Whatever can be seen to define Reformed theology in its infancy is ordered to what defines it in its maturity. Surely, the mature Reformed orthodox (in many ways, still the high watermark for what it is to be Reformed), whatever their parentage and whatever their proximate interlocutors, were concerned not to be “Reformed,” so as not to be Lutheran on the main; and they were not concerned to be “Reformed,” as anything of substance at all, except insofar as this meant being a catholic in the present condition of some protest. Reformed theology falls on one side of a dividing line (the other being Roman Catholic), but it is still intently aimed and driving toward the very center. Its wheels are bent into the line, even if its forward track persists only in parallel and as a step off. What I want for today is for Reformed theology to be this: the thing under the genus of “catholic,” contracted by the specific difference “Protestant.” We must resist the temptation to make Reformed theology as a thing over against Lutheran, or Anglican, or Baptist, and instead fold it out of something much more beautiful.
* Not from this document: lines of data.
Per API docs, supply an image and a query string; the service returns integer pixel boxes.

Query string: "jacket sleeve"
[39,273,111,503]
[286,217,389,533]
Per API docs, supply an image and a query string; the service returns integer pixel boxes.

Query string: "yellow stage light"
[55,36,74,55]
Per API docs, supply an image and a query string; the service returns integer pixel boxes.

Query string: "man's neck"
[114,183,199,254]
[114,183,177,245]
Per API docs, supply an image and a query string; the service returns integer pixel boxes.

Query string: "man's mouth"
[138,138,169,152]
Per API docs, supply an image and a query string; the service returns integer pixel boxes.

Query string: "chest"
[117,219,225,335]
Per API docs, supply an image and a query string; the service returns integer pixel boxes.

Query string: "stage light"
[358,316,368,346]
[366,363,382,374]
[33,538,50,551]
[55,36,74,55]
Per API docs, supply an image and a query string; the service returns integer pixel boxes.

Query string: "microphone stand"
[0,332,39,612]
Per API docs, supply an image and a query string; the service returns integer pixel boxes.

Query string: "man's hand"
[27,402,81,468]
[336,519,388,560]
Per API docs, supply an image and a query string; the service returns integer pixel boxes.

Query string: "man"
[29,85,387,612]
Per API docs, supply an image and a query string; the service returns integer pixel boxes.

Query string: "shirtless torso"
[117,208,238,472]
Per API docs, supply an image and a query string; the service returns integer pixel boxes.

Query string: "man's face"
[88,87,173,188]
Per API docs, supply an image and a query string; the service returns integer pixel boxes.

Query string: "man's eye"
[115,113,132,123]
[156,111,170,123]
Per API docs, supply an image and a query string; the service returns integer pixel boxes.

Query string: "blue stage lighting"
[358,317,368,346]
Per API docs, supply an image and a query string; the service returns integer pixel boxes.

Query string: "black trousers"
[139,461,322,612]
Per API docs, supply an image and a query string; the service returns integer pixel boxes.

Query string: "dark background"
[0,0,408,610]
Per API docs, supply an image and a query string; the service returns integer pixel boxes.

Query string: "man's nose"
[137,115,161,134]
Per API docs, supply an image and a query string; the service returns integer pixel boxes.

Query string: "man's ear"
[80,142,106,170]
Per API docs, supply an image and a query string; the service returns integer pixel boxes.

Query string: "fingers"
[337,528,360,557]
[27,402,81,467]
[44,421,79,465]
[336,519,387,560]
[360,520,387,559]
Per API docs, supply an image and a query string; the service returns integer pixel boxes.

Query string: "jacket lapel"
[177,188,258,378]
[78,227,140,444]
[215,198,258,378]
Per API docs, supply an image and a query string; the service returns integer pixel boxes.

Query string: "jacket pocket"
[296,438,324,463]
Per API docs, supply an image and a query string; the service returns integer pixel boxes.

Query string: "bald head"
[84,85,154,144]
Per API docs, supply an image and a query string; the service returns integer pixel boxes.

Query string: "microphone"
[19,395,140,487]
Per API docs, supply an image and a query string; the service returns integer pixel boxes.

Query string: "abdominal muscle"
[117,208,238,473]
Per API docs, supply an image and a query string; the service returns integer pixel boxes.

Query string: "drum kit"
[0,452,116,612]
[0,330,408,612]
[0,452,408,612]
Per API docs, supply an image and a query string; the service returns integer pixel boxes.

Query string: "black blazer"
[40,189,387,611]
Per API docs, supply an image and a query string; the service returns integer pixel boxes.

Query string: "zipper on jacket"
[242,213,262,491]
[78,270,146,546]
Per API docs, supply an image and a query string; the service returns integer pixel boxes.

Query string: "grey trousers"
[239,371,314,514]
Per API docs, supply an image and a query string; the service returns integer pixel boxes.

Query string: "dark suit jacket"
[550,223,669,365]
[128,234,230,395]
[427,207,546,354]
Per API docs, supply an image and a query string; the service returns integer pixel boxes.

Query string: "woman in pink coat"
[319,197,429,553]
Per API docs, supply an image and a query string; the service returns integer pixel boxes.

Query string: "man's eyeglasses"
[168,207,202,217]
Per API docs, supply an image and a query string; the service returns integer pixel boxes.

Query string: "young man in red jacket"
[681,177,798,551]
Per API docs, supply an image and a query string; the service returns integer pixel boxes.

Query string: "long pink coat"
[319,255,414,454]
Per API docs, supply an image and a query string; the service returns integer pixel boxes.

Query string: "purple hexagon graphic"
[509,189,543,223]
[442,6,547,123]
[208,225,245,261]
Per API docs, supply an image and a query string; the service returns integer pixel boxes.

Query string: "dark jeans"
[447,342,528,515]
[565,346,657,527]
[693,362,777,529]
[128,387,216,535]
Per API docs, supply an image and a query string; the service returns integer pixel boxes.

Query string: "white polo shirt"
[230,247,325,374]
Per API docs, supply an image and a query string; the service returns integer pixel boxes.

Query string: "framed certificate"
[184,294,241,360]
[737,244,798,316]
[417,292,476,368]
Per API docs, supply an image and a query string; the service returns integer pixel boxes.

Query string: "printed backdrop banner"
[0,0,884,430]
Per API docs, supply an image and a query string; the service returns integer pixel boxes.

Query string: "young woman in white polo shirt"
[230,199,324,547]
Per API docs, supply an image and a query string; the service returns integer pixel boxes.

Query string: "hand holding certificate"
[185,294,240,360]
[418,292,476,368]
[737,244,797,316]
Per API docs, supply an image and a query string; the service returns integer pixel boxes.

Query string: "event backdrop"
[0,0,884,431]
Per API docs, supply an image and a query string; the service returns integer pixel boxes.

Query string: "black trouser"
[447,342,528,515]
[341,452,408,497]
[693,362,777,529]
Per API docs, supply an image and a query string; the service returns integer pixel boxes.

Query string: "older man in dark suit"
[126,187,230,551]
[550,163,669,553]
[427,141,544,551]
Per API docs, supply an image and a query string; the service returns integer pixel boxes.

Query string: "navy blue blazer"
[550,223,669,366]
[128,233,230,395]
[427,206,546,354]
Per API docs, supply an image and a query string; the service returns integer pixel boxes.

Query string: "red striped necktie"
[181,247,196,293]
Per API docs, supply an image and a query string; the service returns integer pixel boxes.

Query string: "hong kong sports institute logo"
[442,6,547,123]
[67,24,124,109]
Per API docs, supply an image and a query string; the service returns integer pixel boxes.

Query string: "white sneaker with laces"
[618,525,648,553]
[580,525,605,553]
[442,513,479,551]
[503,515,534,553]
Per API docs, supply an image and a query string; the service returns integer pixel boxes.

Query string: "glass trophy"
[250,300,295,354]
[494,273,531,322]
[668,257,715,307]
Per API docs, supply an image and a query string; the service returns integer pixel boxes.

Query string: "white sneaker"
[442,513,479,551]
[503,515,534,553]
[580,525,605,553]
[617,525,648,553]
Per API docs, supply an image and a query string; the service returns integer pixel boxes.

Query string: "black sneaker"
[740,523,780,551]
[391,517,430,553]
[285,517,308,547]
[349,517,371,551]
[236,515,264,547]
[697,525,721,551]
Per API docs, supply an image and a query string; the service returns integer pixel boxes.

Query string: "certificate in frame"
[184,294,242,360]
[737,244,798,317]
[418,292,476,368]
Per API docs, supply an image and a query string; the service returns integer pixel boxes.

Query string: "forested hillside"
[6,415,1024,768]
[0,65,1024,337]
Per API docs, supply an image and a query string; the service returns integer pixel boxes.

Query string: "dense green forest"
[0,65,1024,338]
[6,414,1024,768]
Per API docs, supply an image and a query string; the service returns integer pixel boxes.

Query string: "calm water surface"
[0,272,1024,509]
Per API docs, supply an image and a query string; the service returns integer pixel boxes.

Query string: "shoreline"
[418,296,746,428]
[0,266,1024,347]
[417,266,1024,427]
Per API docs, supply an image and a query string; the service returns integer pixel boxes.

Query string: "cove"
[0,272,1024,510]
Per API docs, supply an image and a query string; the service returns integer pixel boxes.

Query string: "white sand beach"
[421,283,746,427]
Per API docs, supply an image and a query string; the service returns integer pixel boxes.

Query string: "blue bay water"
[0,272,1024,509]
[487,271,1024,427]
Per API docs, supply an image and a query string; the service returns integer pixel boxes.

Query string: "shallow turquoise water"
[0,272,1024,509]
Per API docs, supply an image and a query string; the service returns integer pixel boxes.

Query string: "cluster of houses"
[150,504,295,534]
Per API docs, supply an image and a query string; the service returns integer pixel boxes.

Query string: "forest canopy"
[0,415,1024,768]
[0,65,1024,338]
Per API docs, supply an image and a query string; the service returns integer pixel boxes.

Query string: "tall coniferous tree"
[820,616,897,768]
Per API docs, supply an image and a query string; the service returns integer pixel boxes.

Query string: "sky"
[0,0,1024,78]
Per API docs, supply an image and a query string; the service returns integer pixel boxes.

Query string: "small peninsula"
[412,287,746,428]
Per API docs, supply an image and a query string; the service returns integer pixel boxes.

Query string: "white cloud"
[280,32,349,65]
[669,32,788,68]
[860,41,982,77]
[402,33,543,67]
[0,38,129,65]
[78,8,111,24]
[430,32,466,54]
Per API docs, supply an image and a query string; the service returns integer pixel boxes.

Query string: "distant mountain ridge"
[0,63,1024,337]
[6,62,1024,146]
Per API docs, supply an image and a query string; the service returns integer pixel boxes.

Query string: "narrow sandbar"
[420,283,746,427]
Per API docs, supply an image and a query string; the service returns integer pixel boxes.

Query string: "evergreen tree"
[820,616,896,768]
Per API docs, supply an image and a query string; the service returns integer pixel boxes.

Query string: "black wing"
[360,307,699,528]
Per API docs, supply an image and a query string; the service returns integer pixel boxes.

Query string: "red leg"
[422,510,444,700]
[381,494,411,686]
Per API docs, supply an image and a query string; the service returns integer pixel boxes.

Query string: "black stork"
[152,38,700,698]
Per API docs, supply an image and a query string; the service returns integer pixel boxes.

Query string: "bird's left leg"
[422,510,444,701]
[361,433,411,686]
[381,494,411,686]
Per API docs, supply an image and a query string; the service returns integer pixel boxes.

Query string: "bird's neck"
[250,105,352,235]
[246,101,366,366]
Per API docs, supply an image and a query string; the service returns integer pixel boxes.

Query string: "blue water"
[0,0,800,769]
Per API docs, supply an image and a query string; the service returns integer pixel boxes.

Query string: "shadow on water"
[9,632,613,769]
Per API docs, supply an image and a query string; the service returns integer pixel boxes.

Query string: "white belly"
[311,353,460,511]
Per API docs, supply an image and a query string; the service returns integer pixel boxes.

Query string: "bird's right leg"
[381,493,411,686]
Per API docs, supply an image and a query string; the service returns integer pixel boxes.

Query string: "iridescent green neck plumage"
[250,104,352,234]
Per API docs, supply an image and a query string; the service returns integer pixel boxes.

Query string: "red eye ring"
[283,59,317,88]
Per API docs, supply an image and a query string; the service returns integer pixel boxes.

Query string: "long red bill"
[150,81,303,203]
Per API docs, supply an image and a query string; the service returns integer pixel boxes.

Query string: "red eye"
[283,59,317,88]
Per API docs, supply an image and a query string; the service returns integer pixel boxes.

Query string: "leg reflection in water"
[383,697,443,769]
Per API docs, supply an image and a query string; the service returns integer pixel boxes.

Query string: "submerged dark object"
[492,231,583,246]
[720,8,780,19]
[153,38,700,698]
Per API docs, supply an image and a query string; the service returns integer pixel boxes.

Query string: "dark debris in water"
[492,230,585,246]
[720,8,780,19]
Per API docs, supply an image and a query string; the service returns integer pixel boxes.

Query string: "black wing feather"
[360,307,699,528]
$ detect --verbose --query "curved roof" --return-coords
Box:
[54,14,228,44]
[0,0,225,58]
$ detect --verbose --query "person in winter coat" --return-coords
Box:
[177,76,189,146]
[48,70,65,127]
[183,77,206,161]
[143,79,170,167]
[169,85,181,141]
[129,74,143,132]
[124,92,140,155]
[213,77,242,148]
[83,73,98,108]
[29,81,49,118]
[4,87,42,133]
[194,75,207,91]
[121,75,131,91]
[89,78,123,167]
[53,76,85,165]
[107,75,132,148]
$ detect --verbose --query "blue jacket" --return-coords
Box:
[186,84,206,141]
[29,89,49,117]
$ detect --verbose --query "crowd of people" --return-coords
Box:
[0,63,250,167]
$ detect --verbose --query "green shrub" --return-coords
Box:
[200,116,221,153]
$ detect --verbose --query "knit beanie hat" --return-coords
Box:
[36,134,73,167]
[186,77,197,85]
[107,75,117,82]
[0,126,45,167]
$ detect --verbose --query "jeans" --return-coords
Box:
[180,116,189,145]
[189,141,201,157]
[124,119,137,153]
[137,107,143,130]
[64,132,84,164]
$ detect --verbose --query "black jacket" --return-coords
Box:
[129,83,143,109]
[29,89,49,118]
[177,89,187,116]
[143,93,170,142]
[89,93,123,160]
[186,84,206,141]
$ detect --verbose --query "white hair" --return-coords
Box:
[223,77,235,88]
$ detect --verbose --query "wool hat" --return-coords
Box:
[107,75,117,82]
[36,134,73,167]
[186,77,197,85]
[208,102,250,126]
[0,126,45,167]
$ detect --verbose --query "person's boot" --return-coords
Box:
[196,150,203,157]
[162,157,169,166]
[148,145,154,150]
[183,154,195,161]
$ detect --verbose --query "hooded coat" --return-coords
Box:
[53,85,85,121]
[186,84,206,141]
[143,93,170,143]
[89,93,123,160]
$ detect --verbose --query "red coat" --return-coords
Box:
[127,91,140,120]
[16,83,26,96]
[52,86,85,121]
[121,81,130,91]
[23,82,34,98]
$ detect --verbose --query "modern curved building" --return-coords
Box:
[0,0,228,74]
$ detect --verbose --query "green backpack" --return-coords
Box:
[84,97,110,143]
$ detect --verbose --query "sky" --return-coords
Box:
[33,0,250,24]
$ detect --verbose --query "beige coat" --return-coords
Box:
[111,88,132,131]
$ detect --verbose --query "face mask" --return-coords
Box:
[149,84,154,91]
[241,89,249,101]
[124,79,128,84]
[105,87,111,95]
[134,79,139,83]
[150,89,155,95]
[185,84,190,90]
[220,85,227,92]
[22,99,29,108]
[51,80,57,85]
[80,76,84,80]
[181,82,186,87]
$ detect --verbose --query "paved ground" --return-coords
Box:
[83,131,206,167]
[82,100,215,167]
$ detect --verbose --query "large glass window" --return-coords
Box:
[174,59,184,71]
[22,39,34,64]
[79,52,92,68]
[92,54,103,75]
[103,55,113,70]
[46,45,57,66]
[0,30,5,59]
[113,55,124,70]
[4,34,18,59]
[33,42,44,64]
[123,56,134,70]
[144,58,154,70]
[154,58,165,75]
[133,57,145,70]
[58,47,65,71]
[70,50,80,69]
In other, less principal declarations, Reformed theology will carry its own tune in conversation with its interlocutors, all under the banner of the catholic church. With Roman Catholics, Reformed theology will remain distinct in how it understands what is (for the most part) identical in dogmatic position. There will be fewer central (and so more uncertain because derivative) dogmatic claims disagreed upon as a result of this difference in systematic understanding. There are of course elements in “Reformed” theology that are distinct or proper to it, but not of its essence; they are distinct, more as a consequence of a discernibly unique space for development, that serve as an “echo chamber” and the opportunity for intensifying certain ideas. These become “markers” of Reformed theology rather than its constituting features, and some will be warts rather than features of a face. Likewise, Reformed theology will remain distinct from, for instance, Lutherans, on issues of sacraments or polity. But these and others are incidental to itself and of its outer garb, not the stuff of its heart and love of its soul. Reformed theology has as its chief joy the privilege of joining the chorus of the church’s praise to God, who is declared to all as with one voice.
R. M. Hurd is a systematic theologian and teaching fellow with The Davenant Institute.